- Education: Amherst College (B.A., 1996) New York University (M.A., 2002; Ph.D., 2006)
- Known for: Sociology of scientific knowledge
- Awards: 2015 President’s Book Award from the Social Science History Association (for Misbehaving Science)
- Scientific career
- Fields: Sociology
- Institutions: University of California, Los Angeles
- Thesis: Fielding controversy: The genesis and structure of behavior genetics (2006)
- Doctoral advisors: Troy Duster Craig Calhoun

= Aaron Panofsky =

American sociologist of science

Aaron Leon Panofsky is an American sociologist of science and Professor in Public Policy and the Institute for Society and Genetics at the University of California, Los Angeles. His research focuses on the social implications and history of genetics.

==Work==
Panofsky's 2014 book, Misbehaving Science, explores the historical development and controversies of behavior genetics. The book won the 2015 President's Book Award from the Social Science History Association.

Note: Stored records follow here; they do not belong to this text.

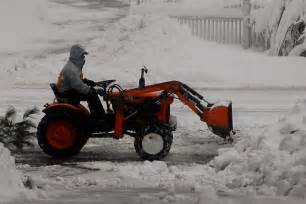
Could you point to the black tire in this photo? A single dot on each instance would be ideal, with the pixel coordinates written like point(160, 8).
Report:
point(78, 144)
point(167, 137)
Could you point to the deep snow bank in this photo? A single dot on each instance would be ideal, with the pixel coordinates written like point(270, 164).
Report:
point(274, 20)
point(170, 51)
point(272, 161)
point(10, 178)
point(267, 162)
point(22, 23)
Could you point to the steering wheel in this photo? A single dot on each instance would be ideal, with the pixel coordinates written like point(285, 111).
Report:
point(105, 84)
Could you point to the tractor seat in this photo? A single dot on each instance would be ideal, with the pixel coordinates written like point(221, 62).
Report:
point(59, 97)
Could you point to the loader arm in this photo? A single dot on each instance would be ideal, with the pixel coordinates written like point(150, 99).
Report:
point(218, 117)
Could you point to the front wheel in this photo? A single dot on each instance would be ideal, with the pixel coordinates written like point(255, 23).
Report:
point(154, 143)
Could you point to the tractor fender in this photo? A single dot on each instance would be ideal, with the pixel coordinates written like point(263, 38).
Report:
point(68, 109)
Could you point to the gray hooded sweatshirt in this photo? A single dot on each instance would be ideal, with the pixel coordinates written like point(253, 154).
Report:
point(71, 75)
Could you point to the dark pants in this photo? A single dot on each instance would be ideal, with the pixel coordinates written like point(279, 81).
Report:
point(92, 98)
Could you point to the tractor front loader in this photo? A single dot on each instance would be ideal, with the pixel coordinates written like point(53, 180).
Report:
point(143, 113)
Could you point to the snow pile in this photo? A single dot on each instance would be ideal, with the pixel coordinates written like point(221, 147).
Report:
point(10, 178)
point(274, 20)
point(158, 42)
point(272, 162)
point(22, 23)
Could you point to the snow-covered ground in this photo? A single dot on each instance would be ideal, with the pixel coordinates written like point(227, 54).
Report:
point(267, 160)
point(10, 178)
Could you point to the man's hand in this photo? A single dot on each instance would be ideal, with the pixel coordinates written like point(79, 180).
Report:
point(89, 82)
point(100, 92)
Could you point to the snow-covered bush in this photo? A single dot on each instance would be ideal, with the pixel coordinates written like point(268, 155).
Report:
point(17, 135)
point(10, 178)
point(273, 21)
point(269, 162)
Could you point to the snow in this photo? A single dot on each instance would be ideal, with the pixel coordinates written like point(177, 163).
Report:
point(267, 159)
point(274, 20)
point(27, 24)
point(10, 178)
point(271, 161)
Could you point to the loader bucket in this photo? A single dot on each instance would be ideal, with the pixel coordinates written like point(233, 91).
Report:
point(219, 119)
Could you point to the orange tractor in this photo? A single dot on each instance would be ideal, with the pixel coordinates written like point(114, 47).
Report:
point(143, 113)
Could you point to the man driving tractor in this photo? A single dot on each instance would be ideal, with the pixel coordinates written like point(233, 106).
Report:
point(74, 88)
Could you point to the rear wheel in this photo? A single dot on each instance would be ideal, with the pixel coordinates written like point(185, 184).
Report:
point(154, 143)
point(61, 136)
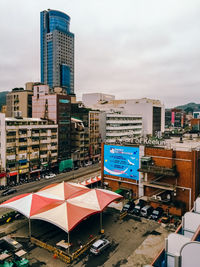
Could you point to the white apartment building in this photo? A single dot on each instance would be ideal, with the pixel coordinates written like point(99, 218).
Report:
point(119, 127)
point(27, 146)
point(91, 99)
point(151, 110)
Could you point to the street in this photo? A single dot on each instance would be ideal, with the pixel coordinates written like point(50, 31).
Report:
point(73, 176)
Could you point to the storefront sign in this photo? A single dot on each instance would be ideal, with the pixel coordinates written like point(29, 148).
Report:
point(121, 161)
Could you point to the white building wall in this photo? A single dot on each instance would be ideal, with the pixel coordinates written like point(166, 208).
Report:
point(91, 99)
point(145, 110)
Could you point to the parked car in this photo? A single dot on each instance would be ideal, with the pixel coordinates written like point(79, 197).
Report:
point(50, 175)
point(146, 211)
point(98, 246)
point(165, 218)
point(157, 213)
point(138, 207)
point(76, 168)
point(9, 192)
point(128, 206)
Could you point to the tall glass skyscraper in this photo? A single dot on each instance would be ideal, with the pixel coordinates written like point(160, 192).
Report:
point(57, 50)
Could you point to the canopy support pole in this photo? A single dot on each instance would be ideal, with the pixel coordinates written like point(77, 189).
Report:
point(29, 227)
point(68, 243)
point(101, 230)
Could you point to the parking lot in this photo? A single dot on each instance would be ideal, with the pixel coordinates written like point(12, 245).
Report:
point(126, 236)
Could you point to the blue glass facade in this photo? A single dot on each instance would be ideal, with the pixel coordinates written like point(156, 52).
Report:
point(65, 77)
point(57, 50)
point(58, 21)
point(50, 63)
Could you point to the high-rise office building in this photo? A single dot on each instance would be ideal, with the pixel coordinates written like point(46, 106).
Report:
point(57, 50)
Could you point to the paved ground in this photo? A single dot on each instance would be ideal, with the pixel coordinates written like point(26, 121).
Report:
point(133, 242)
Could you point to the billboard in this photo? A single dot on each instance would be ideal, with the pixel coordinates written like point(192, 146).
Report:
point(121, 161)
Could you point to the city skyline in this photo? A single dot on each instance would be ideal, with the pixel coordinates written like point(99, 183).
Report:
point(146, 48)
point(57, 50)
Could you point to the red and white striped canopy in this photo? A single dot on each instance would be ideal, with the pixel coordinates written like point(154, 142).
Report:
point(64, 204)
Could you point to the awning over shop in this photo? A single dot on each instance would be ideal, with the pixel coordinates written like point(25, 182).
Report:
point(33, 171)
point(119, 191)
point(45, 165)
point(13, 173)
point(91, 181)
point(3, 174)
point(23, 161)
point(64, 205)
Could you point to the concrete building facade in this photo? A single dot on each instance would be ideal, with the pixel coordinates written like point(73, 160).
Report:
point(28, 146)
point(152, 111)
point(94, 98)
point(116, 127)
point(169, 174)
point(55, 107)
point(19, 103)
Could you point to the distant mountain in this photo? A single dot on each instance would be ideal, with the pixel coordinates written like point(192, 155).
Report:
point(3, 98)
point(190, 107)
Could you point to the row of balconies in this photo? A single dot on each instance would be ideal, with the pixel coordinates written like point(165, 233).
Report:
point(118, 128)
point(120, 134)
point(122, 121)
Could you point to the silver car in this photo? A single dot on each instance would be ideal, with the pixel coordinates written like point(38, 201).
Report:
point(98, 246)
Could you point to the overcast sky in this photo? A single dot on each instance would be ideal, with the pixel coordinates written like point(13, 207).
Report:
point(129, 48)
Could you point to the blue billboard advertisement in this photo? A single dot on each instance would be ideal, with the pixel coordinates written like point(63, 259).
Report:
point(121, 161)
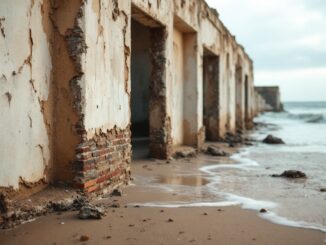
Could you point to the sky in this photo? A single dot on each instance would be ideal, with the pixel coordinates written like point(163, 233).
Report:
point(286, 40)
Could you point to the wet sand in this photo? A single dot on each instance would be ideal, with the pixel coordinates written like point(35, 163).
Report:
point(132, 224)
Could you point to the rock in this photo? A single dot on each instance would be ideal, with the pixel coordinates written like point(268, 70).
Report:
point(214, 151)
point(84, 238)
point(61, 206)
point(90, 212)
point(185, 152)
point(270, 139)
point(116, 193)
point(291, 174)
point(231, 145)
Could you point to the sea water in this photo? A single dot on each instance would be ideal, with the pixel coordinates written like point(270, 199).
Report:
point(248, 182)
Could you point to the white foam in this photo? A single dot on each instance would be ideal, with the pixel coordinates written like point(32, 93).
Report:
point(249, 203)
point(274, 218)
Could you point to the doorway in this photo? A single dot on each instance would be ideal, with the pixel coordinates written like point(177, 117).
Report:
point(211, 84)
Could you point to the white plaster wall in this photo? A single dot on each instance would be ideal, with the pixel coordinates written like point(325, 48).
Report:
point(107, 82)
point(24, 141)
point(177, 88)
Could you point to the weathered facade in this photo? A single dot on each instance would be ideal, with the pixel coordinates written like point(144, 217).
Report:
point(79, 78)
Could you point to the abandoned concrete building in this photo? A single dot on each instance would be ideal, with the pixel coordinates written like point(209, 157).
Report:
point(83, 83)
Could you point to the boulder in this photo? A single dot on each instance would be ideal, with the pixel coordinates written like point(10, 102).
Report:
point(90, 211)
point(270, 139)
point(291, 174)
point(214, 151)
point(185, 152)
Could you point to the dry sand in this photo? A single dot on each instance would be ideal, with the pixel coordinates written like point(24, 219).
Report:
point(129, 224)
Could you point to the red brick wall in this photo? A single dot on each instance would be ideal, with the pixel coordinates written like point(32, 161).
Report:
point(104, 162)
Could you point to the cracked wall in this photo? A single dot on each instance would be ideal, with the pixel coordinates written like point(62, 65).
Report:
point(25, 93)
point(65, 88)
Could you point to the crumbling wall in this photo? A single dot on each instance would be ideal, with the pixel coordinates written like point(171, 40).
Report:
point(103, 158)
point(65, 86)
point(25, 94)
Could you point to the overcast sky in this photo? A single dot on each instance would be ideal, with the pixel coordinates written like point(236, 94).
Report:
point(286, 39)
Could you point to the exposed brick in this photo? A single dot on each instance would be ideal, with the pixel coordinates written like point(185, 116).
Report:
point(104, 162)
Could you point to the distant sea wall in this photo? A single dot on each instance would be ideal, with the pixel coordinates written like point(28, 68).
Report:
point(272, 96)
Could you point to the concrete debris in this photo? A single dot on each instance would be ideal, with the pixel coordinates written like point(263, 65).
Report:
point(90, 211)
point(270, 139)
point(116, 193)
point(185, 152)
point(214, 151)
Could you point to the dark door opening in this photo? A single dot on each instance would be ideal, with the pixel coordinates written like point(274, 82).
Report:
point(147, 86)
point(246, 101)
point(211, 95)
point(141, 69)
point(239, 98)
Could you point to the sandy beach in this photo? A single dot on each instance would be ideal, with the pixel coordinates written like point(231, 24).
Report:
point(127, 222)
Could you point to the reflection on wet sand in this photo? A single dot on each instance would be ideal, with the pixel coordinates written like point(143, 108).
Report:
point(183, 180)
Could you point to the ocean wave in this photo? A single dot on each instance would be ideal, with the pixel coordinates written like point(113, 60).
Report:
point(311, 117)
point(308, 117)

Panofsky also attracted media attention for a study he presented at an American Sociological Association meeting in 2017. The study analyzed 3,070 posts on the white nationalist Internet forum Stormfront in which posters described the results of their genetic ancestry tests. The study identified three distinct ways in which the white supremacists whose tests identified non-European ancestry dismissed and rationalized their results. One of these ways was to accuse the genetic testing companies of being run by Jews, who some white supremacists accused of engaging in a conspiracy to fraudulently manipulate the white supremacists' test results.